Once again, we need the KIC (4349452 in this case).

Accessing Kepler data can take a bit more time (as there’s 4-years worth!).

[76]:

keplc=lc.multilc(4349452,'kepler')

Getting all IDs
DEBUG [urllib3.connectionpool._new_conn()]: Starting new HTTP connection (1): vizier.u-strasbg.fr:80
DEBUG [urllib3.connectionpool._make_request()]: http://vizier.u-strasbg.fr:80 "POST /viz-bin/votable HTTP/1.1" 200 660
DEBUG [urllib3.connectionpool._new_conn()]: Starting new HTTP connection (1): vizier.u-strasbg.fr:80
DEBUG [urllib3.connectionpool._make_request()]: http://vizier.u-strasbg.fr:80 "POST /viz-bin/votable HTTP/1.1" 200 689

[77]:

keplc.cadence_list

[77]:

['ts_120_pdc_14',
 'ts_120_pdc_40',
 'ts_120_pdc_41',
 'k1_1800_pdc_0',
 'k1_1800_pdc_1',
 'k1_59_pdc_2',
 'k1_1800_pdc_3',
 'k1_1800_pdc_4',
 'k1_59_pdc_5',
 'k1_59_pdc_6',
 'k1_59_pdc_7',
 'k1_59_pdc_8',
 'k1_59_pdc_9',
 'k1_59_pdc_10',
 'k1_59_pdc_11',
 'k1_59_pdc_12',
 'k1_59_pdc_13',
 'k1_59_pdc_14',
 'k1_59_pdc_15',
 'k1_59_pdc_16',
 'k1_59_pdc_17']

[90]:

5703.42004-7000

[90]:

-1296.57996

Given all this data, plotting will also take some time…

[91]:

keplc.plot(plot_ephem={'b':{'p':6.2385,'t0':5703.42004-7000,'tdur':0.1},
                            'c':{'p':12.7204,'t0':5711.15013-7000,'dur':0.15}},
           cadences=['k1_1800_pdc_0', 'k1_1800_pdc_1', 'k1_59_pdc_2', 'k1_1800_pdc_3', 'k1_1800_pdc_4', 'k1_59_pdc_5'])

[92]:

keplc.plot(plot_ephem={'b':{'p':6.2385,'t0':5703.42004-7000,'tdur':0.1},
                       'c':{'p':12.7204,'t0':5711.15013-7000,'dur':0.15}},
           cadences=['k1_1800_pdc_6', 'k1_1800_pdc_7', 'k1_59_pdc_8', 'k1_1800_pdc_9', 'k1_1800_pdc_10', 'k1_59_pdc_11'])

[93]:

keplc.plot(plot_ephem={'b':{'p':6.2385,'t0':5703.42004-7000,'tdur':0.1},
                       'c':{'p':12.7204,'t0':5711.15013-7000,'dur':0.15}},
           cadences=['k1_1800_pdc_12', 'k1_1800_pdc_13', 'k1_59_pdc_14', 'k1_1800_pdc_15', 'k1_1800_pdc_16', 'k1_59_pdc_17'],)

[94]:

keplc.plot(plot_ephem={'b':{'p':6.2385,'t0':5703.42004-7000,'tdur':0.1},
                       'c':{'p':12.7204,'t0':5711.15013-7000,'dur':0.15}},
           cadences=['ts_120_pdc_14', 'ts_120_pdc_40', 'ts_120_pdc_41'])

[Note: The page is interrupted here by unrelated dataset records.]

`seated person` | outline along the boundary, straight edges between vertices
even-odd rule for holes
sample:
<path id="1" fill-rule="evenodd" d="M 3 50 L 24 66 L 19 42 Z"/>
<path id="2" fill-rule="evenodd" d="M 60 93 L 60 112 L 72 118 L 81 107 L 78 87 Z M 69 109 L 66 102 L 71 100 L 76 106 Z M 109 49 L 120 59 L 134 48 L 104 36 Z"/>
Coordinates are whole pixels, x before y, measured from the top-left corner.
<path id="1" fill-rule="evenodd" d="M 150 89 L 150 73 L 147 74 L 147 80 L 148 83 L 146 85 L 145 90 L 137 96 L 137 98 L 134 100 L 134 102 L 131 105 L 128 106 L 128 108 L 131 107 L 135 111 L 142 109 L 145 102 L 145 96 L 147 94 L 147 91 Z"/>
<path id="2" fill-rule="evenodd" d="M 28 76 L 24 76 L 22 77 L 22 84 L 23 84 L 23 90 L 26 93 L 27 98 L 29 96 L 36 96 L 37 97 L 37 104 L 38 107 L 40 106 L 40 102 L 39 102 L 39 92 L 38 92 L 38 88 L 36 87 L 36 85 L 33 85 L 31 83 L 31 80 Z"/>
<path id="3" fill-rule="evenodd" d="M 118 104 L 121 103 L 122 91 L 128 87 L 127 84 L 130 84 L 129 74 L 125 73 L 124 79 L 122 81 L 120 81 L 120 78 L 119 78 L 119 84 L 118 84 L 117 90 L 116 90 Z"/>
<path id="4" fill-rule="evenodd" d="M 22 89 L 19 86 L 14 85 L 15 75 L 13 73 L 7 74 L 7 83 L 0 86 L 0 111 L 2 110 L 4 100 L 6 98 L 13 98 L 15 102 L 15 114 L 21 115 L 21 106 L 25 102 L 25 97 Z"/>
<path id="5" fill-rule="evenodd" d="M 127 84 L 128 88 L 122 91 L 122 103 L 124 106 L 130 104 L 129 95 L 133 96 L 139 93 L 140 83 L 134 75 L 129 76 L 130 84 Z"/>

Creating an interactive plot:

We can also create an interactivet plot using the command interactive_plot. This creates a bokeh stand-alone html page:

[20]:

tesslc.interactive_plot(timeseries=['flux','flux_flat'],yoffset=0.8, plot_height=900,overwrite=True,ylim=(-1,2),
                        plot_ephem={'b':{'p':11.57797,'t0':1944.3726,'tdur':3.9/24},
                                    'c':{'p':27.59221,'t0':1954.4099,'tdur':3.2/24}})

binning: ['flux', 'flux_flat']
[nan, nan, nan, 0.0062, 0.0914699, nan, nan, 0.021, 0.03, 0.226, 0.0015675, 110.683, 0.0756251, 0.1, 0.0451056, 0.127035, 0.189496, 0.01985]

Initialising a simple lightcurve from pre-loaded data

The above lightcurve methods create a MonoTools.lightcurve.multilc method. But this inherits the base MonoTools.lightcurve.lc class and is built from combinations of individual lc objects.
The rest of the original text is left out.